Nous retournâmes dans nos demeures et nous attendîmes. Peut-être le Tzar réfléchirait-il et reviendrait-il. Une semaine s'écoule, le métropolite reçoit une lettre; le Tzar lui écrit: «Je suis profondément affligé dans mon cœur, mais ne voulant pas supporter plus longtemps toutes vos trahisons, j'abandonne mon royaume et je vais suivre la route que Dieu m'enseignera!» Dès que cette nouvelle se répandit, les lamentations remplirent Moscou. Le Tzar nous abandonne! Qui maintenant nous gouvernera?—Pourquoi ne pas l'avouer, Ivan Vasiliévitch était terrible, mais Dieu lui-même nous l'a envoyé et c'est par sa volonté divine qu'il nous châtie afin de nous purifier de nos péchés. Nous nous réunîmes en assemblée et nous résolûmes d'aller tous offrir nos têtes au souverain et pleurer à ses pieds. Nous apprîmes que le Tzar s'était arrêté dans la Sloboda[10] d'Alexandra et que cette Sloboda était à environ quatre-vingts verstes de Moscou. Après avoir prié Dieu, nous partîmes.

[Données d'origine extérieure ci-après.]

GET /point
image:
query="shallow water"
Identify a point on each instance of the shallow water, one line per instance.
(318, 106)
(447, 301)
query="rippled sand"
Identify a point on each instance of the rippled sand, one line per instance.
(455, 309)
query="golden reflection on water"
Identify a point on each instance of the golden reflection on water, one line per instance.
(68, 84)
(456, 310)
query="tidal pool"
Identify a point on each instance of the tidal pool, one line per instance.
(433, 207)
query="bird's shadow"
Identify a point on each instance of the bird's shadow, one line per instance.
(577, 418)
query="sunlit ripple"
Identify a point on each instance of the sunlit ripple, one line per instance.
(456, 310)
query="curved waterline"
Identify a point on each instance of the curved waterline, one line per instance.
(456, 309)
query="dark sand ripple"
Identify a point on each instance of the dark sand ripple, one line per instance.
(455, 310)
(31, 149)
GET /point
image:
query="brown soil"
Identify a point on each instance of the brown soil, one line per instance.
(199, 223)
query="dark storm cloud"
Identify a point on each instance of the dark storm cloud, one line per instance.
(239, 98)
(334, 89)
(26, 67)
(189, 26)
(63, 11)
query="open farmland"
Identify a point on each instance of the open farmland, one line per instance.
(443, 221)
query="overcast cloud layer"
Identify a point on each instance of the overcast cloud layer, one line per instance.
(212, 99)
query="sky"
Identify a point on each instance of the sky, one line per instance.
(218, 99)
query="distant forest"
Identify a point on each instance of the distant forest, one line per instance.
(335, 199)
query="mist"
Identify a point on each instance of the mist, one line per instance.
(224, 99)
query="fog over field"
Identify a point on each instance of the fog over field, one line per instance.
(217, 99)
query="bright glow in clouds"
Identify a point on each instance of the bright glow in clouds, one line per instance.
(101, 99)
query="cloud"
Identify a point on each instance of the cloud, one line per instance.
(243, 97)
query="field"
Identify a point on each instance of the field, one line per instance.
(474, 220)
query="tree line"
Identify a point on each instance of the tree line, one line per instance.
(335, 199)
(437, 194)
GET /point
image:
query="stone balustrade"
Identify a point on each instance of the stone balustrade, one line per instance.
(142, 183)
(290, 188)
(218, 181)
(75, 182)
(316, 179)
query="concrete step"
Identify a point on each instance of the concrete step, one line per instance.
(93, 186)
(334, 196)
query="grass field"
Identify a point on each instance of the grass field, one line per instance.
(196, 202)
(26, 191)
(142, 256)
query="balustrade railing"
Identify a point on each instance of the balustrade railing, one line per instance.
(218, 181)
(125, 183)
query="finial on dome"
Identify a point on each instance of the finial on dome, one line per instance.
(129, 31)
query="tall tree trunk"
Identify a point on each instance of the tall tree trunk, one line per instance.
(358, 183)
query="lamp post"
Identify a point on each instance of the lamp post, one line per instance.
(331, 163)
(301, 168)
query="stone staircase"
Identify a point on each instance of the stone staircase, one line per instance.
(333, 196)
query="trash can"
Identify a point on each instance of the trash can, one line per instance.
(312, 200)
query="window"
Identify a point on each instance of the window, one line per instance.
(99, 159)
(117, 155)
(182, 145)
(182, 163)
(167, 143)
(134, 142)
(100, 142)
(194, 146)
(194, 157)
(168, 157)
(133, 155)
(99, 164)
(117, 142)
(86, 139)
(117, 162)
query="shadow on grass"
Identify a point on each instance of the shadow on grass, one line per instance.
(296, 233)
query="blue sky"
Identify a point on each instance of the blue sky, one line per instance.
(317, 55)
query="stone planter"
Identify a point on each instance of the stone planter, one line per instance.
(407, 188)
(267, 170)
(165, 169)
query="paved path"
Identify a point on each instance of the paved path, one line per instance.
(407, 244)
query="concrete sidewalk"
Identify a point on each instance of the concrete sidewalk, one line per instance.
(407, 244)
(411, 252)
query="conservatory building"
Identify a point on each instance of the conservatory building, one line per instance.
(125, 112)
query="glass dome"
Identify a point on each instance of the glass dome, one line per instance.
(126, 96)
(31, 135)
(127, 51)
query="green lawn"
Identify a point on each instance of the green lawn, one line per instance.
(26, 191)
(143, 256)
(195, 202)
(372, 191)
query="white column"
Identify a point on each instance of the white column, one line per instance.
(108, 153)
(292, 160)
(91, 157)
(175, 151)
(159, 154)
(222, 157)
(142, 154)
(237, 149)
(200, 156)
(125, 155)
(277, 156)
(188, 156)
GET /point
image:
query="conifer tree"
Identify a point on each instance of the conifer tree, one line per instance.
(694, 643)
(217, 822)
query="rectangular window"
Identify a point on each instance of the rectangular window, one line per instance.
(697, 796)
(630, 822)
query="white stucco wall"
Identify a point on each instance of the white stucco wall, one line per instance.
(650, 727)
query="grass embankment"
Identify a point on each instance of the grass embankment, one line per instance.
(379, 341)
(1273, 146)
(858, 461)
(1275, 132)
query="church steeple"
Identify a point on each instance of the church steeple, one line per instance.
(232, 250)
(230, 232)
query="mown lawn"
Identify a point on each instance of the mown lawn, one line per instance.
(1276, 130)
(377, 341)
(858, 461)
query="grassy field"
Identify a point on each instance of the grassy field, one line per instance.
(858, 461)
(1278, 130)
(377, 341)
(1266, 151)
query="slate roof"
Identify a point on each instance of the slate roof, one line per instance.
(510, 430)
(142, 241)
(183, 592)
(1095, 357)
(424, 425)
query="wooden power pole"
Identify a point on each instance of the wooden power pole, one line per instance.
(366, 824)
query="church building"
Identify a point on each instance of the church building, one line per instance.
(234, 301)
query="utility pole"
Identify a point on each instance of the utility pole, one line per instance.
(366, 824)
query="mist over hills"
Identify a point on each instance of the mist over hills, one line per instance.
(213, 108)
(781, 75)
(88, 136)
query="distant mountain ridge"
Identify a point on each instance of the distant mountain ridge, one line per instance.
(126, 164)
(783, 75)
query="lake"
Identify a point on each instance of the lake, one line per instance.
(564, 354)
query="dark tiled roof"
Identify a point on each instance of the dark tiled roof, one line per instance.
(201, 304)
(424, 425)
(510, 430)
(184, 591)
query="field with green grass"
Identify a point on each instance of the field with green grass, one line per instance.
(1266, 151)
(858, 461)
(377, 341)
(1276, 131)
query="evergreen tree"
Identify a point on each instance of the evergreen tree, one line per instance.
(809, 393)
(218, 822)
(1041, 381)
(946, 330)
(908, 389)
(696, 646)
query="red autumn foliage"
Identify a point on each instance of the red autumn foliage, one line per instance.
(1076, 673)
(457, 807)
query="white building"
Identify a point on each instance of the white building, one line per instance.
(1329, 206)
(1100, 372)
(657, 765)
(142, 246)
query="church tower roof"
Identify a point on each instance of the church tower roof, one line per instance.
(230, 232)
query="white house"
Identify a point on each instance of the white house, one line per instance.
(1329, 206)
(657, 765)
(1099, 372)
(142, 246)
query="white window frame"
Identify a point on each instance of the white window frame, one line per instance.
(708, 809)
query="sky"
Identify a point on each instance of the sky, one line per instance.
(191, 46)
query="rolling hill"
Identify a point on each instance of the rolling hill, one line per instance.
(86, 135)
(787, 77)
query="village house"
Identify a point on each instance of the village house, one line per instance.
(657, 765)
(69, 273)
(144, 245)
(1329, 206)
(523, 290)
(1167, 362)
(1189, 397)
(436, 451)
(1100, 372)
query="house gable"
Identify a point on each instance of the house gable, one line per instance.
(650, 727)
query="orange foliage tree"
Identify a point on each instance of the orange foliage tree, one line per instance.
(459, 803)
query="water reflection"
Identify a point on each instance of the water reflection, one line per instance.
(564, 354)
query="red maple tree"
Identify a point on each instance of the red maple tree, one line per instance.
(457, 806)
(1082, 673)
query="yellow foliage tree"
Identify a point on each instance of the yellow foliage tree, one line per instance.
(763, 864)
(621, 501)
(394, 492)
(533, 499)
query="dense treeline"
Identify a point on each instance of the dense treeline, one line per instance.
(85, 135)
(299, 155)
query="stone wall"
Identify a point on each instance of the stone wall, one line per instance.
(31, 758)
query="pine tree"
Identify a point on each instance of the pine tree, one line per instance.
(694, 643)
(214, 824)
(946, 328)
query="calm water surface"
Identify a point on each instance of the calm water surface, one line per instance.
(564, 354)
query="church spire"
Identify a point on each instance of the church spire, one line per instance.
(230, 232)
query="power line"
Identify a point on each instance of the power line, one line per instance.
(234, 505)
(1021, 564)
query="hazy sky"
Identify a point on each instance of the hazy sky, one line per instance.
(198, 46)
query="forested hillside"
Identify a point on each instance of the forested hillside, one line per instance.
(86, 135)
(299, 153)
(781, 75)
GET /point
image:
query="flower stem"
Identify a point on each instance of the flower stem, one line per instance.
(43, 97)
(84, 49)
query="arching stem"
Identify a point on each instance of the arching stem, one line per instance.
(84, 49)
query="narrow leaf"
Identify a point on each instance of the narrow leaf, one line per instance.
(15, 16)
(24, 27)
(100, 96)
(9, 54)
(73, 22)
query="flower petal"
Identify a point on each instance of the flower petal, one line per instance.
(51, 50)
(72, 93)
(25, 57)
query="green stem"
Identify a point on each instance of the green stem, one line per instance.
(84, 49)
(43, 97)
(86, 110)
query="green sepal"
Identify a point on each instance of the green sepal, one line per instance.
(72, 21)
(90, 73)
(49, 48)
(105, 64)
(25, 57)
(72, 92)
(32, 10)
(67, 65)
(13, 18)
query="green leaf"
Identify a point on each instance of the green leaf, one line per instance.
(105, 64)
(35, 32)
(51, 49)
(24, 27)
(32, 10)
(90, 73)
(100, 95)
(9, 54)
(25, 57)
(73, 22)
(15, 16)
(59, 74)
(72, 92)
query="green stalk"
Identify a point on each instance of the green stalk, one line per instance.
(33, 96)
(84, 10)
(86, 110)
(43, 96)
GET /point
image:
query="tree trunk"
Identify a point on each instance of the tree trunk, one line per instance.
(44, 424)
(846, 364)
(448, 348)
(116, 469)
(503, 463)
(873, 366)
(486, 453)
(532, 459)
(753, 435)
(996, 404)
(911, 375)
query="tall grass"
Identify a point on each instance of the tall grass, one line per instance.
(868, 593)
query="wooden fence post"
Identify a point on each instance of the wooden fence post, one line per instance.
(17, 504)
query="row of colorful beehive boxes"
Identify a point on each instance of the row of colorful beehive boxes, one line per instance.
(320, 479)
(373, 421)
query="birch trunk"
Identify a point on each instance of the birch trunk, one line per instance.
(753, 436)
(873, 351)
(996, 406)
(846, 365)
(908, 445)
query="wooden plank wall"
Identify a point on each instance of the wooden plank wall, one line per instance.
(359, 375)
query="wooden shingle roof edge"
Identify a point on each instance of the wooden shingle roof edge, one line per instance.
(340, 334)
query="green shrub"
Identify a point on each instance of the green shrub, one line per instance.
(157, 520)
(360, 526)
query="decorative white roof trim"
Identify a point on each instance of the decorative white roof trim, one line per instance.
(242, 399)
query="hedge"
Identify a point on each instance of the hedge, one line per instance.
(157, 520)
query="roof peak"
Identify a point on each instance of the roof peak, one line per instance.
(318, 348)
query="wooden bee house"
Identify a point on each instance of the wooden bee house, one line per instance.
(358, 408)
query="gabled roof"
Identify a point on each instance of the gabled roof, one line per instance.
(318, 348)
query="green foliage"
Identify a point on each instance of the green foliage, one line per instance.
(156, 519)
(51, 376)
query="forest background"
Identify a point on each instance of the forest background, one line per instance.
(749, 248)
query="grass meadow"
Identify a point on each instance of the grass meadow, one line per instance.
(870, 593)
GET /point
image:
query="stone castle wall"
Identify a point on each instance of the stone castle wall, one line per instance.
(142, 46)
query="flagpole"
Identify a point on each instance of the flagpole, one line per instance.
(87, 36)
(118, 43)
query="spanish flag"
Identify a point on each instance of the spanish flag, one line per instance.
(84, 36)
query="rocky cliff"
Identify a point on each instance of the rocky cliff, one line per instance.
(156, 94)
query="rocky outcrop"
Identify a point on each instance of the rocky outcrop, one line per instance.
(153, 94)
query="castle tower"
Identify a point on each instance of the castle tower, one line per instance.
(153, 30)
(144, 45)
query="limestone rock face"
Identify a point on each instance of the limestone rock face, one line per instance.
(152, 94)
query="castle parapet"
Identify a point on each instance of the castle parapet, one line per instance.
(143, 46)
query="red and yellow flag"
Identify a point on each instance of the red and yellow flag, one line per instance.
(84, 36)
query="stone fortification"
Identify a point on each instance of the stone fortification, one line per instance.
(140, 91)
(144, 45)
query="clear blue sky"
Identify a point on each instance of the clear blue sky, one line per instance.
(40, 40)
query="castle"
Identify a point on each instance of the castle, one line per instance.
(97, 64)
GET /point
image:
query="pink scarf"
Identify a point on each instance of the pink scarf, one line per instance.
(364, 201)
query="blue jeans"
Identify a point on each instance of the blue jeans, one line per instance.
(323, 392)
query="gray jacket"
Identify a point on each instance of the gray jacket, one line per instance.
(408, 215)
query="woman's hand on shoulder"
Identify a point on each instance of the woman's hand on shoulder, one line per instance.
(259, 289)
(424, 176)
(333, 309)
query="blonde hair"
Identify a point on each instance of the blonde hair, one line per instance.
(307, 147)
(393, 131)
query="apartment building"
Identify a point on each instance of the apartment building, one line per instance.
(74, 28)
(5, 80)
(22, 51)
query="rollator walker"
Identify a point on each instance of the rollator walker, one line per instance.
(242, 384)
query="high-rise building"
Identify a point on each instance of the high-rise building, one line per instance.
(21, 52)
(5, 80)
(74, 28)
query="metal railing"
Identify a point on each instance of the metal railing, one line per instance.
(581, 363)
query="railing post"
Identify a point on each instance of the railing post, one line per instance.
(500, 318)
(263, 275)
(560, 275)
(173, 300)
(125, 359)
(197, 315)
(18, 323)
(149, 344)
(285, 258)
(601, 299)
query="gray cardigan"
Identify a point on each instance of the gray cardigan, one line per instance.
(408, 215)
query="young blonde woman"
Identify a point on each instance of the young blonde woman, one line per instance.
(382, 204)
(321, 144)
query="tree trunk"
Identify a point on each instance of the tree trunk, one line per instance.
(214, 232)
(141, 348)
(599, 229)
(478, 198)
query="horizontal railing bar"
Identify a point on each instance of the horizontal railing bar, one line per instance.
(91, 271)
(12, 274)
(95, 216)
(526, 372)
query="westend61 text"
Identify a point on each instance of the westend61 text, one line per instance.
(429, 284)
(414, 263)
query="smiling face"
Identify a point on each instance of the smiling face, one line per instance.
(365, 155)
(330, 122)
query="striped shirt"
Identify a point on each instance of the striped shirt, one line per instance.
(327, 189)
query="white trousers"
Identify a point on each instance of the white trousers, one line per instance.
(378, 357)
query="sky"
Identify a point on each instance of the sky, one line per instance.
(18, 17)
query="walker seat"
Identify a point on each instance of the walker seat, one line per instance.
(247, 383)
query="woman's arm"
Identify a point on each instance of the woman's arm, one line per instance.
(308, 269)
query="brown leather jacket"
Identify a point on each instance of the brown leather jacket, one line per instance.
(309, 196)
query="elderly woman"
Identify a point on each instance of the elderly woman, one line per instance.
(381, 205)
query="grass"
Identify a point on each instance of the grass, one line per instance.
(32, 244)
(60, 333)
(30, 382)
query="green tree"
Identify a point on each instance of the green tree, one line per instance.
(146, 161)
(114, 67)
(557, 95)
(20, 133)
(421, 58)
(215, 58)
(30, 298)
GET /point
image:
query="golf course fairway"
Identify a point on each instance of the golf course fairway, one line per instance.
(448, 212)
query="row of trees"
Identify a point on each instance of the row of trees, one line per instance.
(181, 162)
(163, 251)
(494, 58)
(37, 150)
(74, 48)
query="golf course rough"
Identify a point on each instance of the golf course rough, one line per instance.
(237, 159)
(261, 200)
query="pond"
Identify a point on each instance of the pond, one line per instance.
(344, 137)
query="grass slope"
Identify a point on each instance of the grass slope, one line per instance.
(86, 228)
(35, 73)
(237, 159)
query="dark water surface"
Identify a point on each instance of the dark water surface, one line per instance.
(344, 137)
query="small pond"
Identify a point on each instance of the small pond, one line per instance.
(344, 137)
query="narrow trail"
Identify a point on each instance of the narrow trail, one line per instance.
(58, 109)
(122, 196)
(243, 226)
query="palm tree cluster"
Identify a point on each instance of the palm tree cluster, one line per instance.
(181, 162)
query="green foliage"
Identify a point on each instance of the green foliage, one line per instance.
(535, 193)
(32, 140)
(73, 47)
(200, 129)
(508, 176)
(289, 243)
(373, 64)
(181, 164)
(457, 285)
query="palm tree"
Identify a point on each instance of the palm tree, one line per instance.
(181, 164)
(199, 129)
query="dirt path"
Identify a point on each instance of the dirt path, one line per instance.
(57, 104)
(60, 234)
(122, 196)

Quand nous aperçûmes de loin la Sloboda; nous fîmes halte, et de nouveau nous nous mîmes en prières: l'angoisse était terrible, non dans l'incertitude du sort qui nous attendait, mais nous craignions que le Tzar ne nous admît pas en sa présence. Cependant rien ne survint. Le Tzar nous reçut. Quand nous entrâmes, le croirais-tu, boyard? nous ne reconnûmes pas Ivan Vasiliévitch. Ce n'était plus son visage; ses cheveux, sa barbe avaient disparu. Qu'était-il donc arrivé? était-ce le Tzar ou n'était-ce pas lui? Il parla longtemps, nous énumérant les trahisons imaginaires qu'il avait à nous reprocher et termina en disant: je ne reprendrai le gouvernement de mon empire qu'à la demande de mes évêques et encore à une condition. Puis il nous congédia du geste, et se retira.

[10] Grand bourg.

—Et quelle fut cette condition? demanda Sérébrany.